Many other types of evolutionary dynamics may explain this diversity instead. For example, non-adaptive radiations15,16 are characterized by high rates of diversification but limited phenotypic evolution. All else being equal, these clades may encompass as much species diversity as adaptive radiations17,18, but with limited phenotypic diversity.

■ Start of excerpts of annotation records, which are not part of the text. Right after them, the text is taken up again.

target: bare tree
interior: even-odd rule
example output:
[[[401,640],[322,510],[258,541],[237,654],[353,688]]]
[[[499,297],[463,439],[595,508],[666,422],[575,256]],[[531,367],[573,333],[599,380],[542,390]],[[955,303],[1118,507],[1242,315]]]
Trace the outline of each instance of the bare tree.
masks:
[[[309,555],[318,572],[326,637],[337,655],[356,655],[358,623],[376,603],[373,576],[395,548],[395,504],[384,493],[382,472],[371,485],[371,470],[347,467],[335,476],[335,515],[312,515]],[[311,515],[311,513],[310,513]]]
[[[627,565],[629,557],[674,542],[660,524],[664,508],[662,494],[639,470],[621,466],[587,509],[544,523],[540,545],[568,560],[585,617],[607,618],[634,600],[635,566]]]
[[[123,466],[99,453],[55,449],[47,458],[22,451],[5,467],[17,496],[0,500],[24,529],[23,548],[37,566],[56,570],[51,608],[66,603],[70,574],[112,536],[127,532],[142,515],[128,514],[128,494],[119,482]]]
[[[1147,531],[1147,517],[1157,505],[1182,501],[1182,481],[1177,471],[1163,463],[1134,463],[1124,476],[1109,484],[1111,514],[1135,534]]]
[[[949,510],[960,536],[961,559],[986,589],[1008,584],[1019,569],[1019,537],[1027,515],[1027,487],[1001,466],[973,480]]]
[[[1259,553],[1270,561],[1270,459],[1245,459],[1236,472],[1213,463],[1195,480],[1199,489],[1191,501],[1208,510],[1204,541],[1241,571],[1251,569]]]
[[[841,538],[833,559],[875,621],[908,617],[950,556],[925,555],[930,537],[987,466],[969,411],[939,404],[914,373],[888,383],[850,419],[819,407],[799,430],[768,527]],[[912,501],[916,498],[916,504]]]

Similarly, clades with high rates of phenotypic evolution but low diversification rates (“adaptive non-radiations”)1 may produce as much phenotypic diversity as adaptive radiations but limited species diversity. Yet, to our knowledge, the phenotypic and species diversity produced by these different evolutionary dynamics has not been quantified, nor has a framework been developed to do so.

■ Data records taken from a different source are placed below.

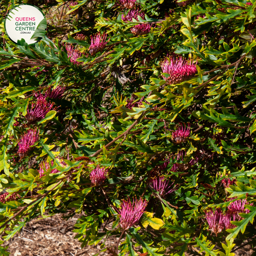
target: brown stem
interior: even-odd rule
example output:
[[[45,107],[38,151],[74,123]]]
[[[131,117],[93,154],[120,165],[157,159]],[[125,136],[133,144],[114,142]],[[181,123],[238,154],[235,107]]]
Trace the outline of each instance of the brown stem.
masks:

Here, we develop such a framework and apply it to anuran amphibians. Anurans (frogs and toads, “frogs” hereafter) are an excellent group for studying the origins of species richness and phenotypic diversity. Anura includes >7400 extant, described species19. This diversity is distributed across 54 families that vary broadly in species richness, from 1 to >1000 species19. Anurans also show ecomorphological and physiological specializations for different microhabitats (e.g., aquatic, arboreal, terrestrial)20,21,22,23,24,25,26. Families vary in the number of species using each microhabitat, with some families containing multiple types of microhabitat specialists and others containing only one23. Importantly, diversification rates are correlated with species richness across families23. However, it is unclear whether species-rich clades with high diversification rates are also morphologically diverse. Thus, three key questions remain unanswered: (i) How do rates of morphological evolution relate to overall morphological diversity? (ii) Are rates of diversification and morphological evolution correlated? (iii) To what extent do clades that rapidly diversified and rapidly evolved morphologically explain overall anuran richness and phenotypic diversity?

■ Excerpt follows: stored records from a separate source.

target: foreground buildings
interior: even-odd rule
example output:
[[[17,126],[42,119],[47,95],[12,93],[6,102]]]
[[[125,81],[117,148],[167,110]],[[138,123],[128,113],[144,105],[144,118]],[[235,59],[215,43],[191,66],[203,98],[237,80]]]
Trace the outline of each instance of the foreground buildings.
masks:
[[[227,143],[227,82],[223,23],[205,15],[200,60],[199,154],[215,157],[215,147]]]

Studies of phenotypic diversity and evolution are often limited by a lack of large-scale multivariate morphological datasets. Here, we generated such a dataset using 10 ecologically relevant morphological traits. We then estimated rates of multivariate evolution. We analyzed the relationship between morphological rates and morphological diversity, and between species diversity and net diversification rates. We used the two types of rates to characterize a two-dimensional radiation space for frogs. We show that all four major types of macroevolutionary outcomes are represented: (i) high rates of diversification and phenotypic evolution, (ii) low rates of diversification and phenotypic change, (iii) high phenotypic rates but low diversification rates, and (iv) high diversification rates with low phenotypic rates. Most importantly, we show that families that have adaptive-radiation-like evolution (high diversification and phenotypic rates) contain the majority of species diversity and phenotypic diversity across a major clade.
Results
The anuran morphospace
We first characterized morphological diversity across frogs. We measured 4628 adult specimens of 1234 anuran species from around the world, including 51 of 54 families19 and on average 25% of the species in each family (range = 6.75–100%; r = 0.923 between sampled and described richness of families). We quantified body shape using 10 ecologically relevant traits21,22,27,28. We also included microhabitat23 and phylogenetic data29. We size-corrected our raw morphological data30,31,32 and summarized diversity in body form using phylogenetic principal components analysis33.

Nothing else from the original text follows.